Bachelorprojekt: UniPal


Overview/Information


Project-Type Bachelorproject
Project-Title UniPal
Participants Tanyu Tanev, Pascal Muckenhirn
Duration 19.11.2018 - 23.06.2019
Supervisor Claudius Korzen, Prof. Dr. Hannah Bast
Department Chair of Algorithms and Data Structures
University Albert Ludwigs University of Freiburg

Abstract


Have you ever tried to find information about a tutorial and gotten lost in the university webpages? That is one of the problems we tried to fix with UniPal - a chat bot, designed to assist with everyday student problems, such as getting information about courses, lecturers and tutorials.
Instead of crawling the web, you can now just ask UniPal and it'll fetch the information for you - just like any of your best pals1 would! You could try it out directly via the converstaion window below. Just type in "When is the Maths II tutorial?" below and see what happens!

UniPal



>>>


Usage


Supported questions

Below we present you the list with all type of questions, which can be posed to UniPal, together with examples of how to do that! All of these questions and more can be answered by UniPal regarding any events from the 2 most recent semesters. These include:
  • Introductory lectures
  • Major lectures
  • Specialized lectures

Keep in mind that the first 8 queries support semester specification!
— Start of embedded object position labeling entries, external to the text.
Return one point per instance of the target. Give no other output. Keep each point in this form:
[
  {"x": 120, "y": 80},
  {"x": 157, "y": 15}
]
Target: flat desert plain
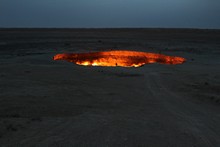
[{"x": 57, "y": 103}]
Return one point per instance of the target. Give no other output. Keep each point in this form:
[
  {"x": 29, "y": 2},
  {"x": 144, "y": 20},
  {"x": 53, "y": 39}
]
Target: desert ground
[{"x": 57, "y": 103}]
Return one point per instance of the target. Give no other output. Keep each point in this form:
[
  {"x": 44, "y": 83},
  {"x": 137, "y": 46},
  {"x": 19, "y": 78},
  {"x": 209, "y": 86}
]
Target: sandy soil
[{"x": 56, "y": 103}]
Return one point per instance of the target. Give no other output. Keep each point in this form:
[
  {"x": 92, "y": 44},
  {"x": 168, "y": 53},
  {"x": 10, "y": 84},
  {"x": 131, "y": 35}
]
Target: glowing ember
[{"x": 118, "y": 58}]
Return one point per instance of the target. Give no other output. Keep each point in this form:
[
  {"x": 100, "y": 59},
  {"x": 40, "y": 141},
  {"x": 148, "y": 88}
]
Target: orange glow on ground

That means you can add a <semester> at the end of the example input and the chat bot will process the query for exactly that <semester>! The style of this could be seen in case 10 and 11.
For the cases 9 and 12 there is also the possibility to add the day for which the information should be given.
  1. How many ECTS points a lecture gives
    >>> How many points does Information Retrieval give?

  2. The lecturer, which holds a lecture
    >>> Who holds Information Retrieval?

  3. The language, in which a lecture is held
    >>> In which language is Information Retrieval given?

  4. Time and location of a lecture
    >>> (When and where|When|Where) is Information Retrieval held?

  5. All subjects, given by a lecturer
    >>> What lectures does Hannah Bast hold?

  6. All subjects, held in a specific language
    >>> What lectures are held in german?

  7. All subjects, held in a specific language by a given lecturer
    >>> What lectures are held in german by Hannah Bast?

  8. If a given lecture is available in a given language
    >>> Is Information Retrieval held in german?

  9. Information about events, held by the TF Fachschaft
    >>> What fachschaft events are there in the near future?

  10. Organisational information about the time frame of a semester
    >>> How long is SS 2019?

  11. Organisational information about the holidays of a semester
    >>> When are the holidays in SS 2019?

  12. Meal plans of canteens for a given day
    >>> What is there to eat in Mensa Flugplatz today?

Functionality

We tried to make the conversation with UniPal as smooth and natural as we could! As such, here are a couple of cool functionalities it supports:
  1. UniPal remembers what you want to ask, even if you don't know what you're talking about:

    >>> So how many ECTS does it give?
    (UniPal) Which subject are you talking about exactly?
    >>> Stochastics
    (UniPal) Stochastik für Studierende der Informatik - Vorlesung (SS 2019) gives 6 ECTS points.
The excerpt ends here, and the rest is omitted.